Bird’s Eye: Birds can fly over fences, but the rest of us can’t. A set of fascinating insights into the changes that are taking place in Israel. Al Jazeera has a discussion with three distinguished guests of a quality I can’t imagine another media outlet having. Carlo Strenger, who has long favoured the two-state solution, has now abandoned it. Sadly I see no flaw in his reasoning. And once again, Richard Silverstein breaks important news before anyone else.
* Israel and Democracy: Inside Story video Al Jazeera (Thanks, Gabe)
Is Israel violating Palestinian human rights in the Occupied Territories? What does this tell us about the Israeli government and its policy of settlement expansion in Palestinian territory? And, does that contradict its claim of being the only democracy in the region? Joining Inside Story with presenter Hazem Sika to discuss these questions and more are guests: Jessica Montell, the executive director of human rights group B’Tselem; Akiva Eldar, the chief political columnist and editorial writer for Haaretz; and Mark Ellis, the executive director of the International Bar Association.
*Open Letter To Peter Beinart: Boycotting The Settlements Will Not Save The Two-State Solution Carlo Strenger Haaretz
This brings me to the final point of disagreement. You hope to save the two state solution. But I think you try to save spilt milk. You probably know the wisdom of every investment advisor. It is profoundly wrong to handle your investment portfolio reacting to previous losses. You need to look at it as if you were creating it now.
There is little use for us to decry the folly of Israel’s policy of the last forty years. We need to look at the situation as it is now: no Israeli politician will be able to retreat to the 1967 lines as long as Hamas will not radically change its views, and this, researchers familiar with the movement tell me, is not likely to happen soon.
The problem is that the longer the status quo continues, the more impossible the two state solution will become. In fact, it may already be dead. Hence the real question for liberal Jews and gentile friends of Israel is where we need to aim now.
* “Israel Bought an Airfield called Azerbaijan” Richard Silverstein Tikun Olam
One of the logistical nightmares of an attack on Iran is getting Israeli planes to and from their target, a flight of 2,000 miles. The IAF simply doesn’t have the refueling capability that’s required. Thanks to Perry, we’ve just learned one of the ways Israel plans to eliminate the problem:
…Four senior diplomats and military intelligence officers say that the United States has concluded that Israel has recently been granted access to airbases on Iran’s northern border. To do what, exactly, is not clear. “The Israelis have bought an airfield,” a senior administration official told me in early February, “and the airfield is called Azerbaijan.”
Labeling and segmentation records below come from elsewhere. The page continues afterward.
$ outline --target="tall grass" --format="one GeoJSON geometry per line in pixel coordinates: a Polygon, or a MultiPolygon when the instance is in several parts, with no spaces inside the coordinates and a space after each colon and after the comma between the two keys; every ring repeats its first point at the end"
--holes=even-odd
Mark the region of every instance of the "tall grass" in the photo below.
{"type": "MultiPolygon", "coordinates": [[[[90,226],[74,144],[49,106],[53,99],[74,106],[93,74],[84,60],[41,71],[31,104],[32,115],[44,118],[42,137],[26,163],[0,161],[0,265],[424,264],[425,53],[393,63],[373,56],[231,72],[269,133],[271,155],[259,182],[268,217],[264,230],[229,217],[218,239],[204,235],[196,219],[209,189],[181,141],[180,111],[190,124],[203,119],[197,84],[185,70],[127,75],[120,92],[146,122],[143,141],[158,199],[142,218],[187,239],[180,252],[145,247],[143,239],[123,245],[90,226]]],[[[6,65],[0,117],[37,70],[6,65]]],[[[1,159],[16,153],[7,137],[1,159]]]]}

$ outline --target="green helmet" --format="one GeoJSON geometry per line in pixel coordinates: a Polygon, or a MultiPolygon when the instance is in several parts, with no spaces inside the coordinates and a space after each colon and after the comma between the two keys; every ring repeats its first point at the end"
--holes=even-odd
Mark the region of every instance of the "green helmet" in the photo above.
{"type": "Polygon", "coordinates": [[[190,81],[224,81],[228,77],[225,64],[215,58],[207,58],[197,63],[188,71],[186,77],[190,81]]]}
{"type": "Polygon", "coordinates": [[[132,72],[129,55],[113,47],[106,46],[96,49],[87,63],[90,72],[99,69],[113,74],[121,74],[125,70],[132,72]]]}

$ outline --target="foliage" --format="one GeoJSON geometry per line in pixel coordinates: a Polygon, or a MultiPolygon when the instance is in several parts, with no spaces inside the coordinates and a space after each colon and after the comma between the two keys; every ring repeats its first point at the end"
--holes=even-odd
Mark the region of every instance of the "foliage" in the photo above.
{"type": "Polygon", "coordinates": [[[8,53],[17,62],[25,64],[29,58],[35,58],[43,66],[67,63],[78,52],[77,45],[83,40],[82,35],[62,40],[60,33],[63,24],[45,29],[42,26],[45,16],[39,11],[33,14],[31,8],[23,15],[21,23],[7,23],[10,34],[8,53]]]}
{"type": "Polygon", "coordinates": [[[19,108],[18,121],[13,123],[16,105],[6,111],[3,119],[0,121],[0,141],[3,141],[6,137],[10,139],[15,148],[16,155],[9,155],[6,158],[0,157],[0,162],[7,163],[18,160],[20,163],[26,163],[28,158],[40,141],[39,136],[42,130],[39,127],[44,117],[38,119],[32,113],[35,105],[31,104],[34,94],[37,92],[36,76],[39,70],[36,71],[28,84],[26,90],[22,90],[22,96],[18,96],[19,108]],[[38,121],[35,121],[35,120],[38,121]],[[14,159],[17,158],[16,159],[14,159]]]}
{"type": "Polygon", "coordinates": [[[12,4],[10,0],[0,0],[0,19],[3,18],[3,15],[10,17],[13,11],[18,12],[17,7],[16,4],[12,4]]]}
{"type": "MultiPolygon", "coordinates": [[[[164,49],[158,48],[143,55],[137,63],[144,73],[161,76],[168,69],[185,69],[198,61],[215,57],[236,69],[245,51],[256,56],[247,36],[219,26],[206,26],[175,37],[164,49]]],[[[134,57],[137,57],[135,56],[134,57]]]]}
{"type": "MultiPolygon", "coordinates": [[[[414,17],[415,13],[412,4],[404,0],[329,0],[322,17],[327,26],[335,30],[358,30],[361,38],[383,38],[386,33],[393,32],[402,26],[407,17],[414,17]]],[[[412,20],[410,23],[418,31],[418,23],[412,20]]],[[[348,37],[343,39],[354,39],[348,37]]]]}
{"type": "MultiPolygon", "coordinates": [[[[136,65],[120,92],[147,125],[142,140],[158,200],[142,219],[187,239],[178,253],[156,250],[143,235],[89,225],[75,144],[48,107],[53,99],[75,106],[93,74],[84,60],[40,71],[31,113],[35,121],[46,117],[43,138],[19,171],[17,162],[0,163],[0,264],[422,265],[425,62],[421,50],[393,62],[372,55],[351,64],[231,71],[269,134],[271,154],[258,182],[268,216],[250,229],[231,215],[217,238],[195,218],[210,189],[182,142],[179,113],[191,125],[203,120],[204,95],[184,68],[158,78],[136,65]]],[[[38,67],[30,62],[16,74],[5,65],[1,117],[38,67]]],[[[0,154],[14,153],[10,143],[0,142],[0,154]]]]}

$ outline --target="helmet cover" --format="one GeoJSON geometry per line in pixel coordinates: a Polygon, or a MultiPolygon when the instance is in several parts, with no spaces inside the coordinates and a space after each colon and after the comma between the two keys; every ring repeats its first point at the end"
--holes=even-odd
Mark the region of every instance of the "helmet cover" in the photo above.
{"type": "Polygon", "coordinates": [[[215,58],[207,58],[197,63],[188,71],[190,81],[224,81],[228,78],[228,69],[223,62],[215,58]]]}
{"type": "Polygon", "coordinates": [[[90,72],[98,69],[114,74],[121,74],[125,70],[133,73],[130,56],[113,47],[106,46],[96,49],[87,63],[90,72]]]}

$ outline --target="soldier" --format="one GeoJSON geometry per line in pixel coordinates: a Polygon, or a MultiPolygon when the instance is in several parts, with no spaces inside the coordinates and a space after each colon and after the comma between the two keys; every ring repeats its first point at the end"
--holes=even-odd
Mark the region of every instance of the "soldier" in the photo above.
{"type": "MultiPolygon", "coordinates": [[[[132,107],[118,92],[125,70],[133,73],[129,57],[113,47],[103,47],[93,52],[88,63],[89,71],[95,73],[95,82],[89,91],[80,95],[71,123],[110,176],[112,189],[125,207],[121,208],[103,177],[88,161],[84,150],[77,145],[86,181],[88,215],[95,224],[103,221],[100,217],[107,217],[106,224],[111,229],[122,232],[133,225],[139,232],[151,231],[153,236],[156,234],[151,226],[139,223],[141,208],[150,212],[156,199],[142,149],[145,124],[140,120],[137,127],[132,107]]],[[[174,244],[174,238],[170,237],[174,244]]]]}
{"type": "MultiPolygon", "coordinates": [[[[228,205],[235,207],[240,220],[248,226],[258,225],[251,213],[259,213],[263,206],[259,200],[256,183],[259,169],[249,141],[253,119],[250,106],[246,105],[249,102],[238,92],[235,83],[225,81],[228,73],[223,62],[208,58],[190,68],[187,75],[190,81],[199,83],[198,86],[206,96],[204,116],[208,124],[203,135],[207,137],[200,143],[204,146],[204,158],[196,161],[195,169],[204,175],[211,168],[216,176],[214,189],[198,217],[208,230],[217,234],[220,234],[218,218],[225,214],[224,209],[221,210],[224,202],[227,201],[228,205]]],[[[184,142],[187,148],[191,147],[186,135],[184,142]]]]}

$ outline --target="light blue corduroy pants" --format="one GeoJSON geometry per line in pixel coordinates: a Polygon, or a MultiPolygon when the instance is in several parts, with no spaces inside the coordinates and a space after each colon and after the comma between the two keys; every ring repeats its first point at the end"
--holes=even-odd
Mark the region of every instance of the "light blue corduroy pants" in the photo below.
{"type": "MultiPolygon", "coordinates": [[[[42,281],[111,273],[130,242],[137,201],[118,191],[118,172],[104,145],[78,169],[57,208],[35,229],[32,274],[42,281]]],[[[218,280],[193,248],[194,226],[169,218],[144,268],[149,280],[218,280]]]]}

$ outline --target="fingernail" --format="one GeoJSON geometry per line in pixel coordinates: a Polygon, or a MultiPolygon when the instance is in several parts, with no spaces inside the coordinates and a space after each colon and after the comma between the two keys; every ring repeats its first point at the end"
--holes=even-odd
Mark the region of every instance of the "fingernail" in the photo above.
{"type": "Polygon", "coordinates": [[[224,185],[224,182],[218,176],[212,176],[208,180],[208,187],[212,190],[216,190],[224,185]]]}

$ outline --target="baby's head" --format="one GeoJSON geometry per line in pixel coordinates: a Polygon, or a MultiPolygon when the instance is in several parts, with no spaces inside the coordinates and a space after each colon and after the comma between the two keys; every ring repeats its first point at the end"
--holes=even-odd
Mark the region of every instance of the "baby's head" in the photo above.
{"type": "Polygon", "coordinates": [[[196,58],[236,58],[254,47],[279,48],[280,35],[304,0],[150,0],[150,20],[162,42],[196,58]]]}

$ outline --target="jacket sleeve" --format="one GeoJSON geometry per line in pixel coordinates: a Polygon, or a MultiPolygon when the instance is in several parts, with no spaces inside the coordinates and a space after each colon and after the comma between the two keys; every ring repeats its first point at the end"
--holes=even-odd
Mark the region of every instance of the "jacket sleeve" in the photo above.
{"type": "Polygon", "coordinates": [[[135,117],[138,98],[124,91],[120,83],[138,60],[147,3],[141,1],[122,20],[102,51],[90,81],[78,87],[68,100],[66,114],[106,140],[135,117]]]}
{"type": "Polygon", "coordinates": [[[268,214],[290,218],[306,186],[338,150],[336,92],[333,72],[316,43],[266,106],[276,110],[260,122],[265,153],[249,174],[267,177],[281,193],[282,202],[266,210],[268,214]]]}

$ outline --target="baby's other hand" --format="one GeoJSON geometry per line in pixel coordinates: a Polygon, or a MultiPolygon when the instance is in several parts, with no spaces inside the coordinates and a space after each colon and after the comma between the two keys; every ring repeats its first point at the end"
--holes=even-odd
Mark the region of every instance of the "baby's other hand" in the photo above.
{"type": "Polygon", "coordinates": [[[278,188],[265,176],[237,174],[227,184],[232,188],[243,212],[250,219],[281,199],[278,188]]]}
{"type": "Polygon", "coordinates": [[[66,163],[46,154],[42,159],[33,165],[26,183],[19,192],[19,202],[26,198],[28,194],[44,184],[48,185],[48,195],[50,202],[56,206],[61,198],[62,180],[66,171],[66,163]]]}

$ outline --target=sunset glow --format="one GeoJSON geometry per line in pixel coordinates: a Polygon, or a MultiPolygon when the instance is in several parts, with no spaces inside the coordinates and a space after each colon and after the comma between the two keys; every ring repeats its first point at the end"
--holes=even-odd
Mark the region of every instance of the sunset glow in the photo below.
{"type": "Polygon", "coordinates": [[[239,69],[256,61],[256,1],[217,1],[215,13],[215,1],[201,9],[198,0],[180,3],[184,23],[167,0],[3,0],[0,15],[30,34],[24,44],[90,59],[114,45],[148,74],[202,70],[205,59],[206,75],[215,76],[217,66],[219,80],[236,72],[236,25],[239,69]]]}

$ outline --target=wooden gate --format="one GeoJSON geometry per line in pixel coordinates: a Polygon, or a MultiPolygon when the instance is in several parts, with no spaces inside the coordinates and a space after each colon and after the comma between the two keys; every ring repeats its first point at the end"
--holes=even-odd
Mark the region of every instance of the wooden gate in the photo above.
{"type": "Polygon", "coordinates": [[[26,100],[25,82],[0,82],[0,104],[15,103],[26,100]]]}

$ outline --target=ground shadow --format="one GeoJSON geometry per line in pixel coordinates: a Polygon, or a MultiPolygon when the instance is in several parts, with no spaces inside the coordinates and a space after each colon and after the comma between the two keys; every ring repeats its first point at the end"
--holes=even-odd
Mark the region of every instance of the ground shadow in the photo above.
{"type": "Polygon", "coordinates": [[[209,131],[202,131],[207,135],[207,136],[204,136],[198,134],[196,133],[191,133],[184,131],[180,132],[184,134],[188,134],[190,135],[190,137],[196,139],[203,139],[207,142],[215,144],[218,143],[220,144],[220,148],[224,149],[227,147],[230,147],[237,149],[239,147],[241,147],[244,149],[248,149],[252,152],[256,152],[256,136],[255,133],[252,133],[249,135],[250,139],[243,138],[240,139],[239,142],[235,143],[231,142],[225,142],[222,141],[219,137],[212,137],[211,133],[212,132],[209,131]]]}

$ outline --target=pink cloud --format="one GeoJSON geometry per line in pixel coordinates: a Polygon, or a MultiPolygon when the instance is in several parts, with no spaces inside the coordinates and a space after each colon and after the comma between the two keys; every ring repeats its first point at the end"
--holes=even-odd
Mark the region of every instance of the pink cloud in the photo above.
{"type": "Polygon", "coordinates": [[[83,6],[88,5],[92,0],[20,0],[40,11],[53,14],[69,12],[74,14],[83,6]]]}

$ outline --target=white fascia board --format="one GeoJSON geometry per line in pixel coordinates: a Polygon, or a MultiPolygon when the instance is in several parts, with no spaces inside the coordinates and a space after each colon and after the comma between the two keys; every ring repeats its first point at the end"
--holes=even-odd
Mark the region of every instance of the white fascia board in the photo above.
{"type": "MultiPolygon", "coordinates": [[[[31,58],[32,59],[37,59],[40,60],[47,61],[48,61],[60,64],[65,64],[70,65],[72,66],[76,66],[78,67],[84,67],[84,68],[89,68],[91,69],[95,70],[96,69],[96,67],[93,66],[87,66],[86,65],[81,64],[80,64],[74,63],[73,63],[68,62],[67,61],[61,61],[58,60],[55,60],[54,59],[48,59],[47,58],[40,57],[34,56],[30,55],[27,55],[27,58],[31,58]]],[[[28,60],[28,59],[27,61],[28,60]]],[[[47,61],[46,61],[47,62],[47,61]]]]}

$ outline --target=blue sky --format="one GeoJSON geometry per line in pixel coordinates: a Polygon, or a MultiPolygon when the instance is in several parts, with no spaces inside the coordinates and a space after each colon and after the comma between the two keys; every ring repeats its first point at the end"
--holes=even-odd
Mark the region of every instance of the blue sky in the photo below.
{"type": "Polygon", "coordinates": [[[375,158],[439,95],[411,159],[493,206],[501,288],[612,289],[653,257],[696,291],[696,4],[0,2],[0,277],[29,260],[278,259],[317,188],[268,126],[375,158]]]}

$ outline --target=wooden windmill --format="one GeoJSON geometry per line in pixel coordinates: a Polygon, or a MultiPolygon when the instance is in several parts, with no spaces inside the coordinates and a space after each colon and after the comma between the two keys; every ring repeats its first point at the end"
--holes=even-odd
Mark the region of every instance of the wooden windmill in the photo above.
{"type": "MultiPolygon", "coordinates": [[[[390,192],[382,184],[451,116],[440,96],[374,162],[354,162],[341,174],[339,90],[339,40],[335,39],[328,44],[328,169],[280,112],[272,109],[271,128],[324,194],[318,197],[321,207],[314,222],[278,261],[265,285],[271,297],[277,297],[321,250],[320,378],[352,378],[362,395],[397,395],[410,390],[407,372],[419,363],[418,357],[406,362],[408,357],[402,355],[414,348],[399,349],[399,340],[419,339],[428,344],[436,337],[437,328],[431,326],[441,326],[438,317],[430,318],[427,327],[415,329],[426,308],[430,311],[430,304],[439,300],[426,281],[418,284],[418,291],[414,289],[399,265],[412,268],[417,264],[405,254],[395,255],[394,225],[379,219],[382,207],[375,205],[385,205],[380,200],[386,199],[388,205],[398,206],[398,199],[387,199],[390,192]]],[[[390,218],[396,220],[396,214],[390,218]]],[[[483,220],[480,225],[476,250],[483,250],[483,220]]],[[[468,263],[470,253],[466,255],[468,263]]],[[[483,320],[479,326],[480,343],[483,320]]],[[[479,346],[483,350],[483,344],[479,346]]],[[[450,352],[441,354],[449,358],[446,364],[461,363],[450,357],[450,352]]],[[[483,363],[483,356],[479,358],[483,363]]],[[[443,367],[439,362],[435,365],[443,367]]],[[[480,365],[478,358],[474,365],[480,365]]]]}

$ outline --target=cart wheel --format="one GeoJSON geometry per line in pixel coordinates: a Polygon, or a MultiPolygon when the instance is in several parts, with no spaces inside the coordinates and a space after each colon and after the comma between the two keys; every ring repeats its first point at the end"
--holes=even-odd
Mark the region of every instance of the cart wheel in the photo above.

Though the country’s foreign minister recently dismissed the notion that his country would serve as a base for an attack on any other country, Perry writes:…Even if his government makes good on that promise, it could still provide Israel with essential support. A U.S. military intelligence officer noted that Azeri defense minister did not explicitly bar Israeli bombers from landing in the country after a strike. Nor did he rule out the basing of Israeli search-and-rescue units in the country. Proffering such landing rights — and mounting search and rescue operations closer to Iran — would make an Israeli attack on Iran easier.
* New Israeli Fence The Guardian
A frontier fence is being erected at high speed along the 150-mile boundary between the Sinai and Negev deserts. Once it is finished, Israel will be almost completely enclosed by steel, barbed wire and concrete, leaving only the southern border with Jordan between the Dead and Red Seas without a physical barrier.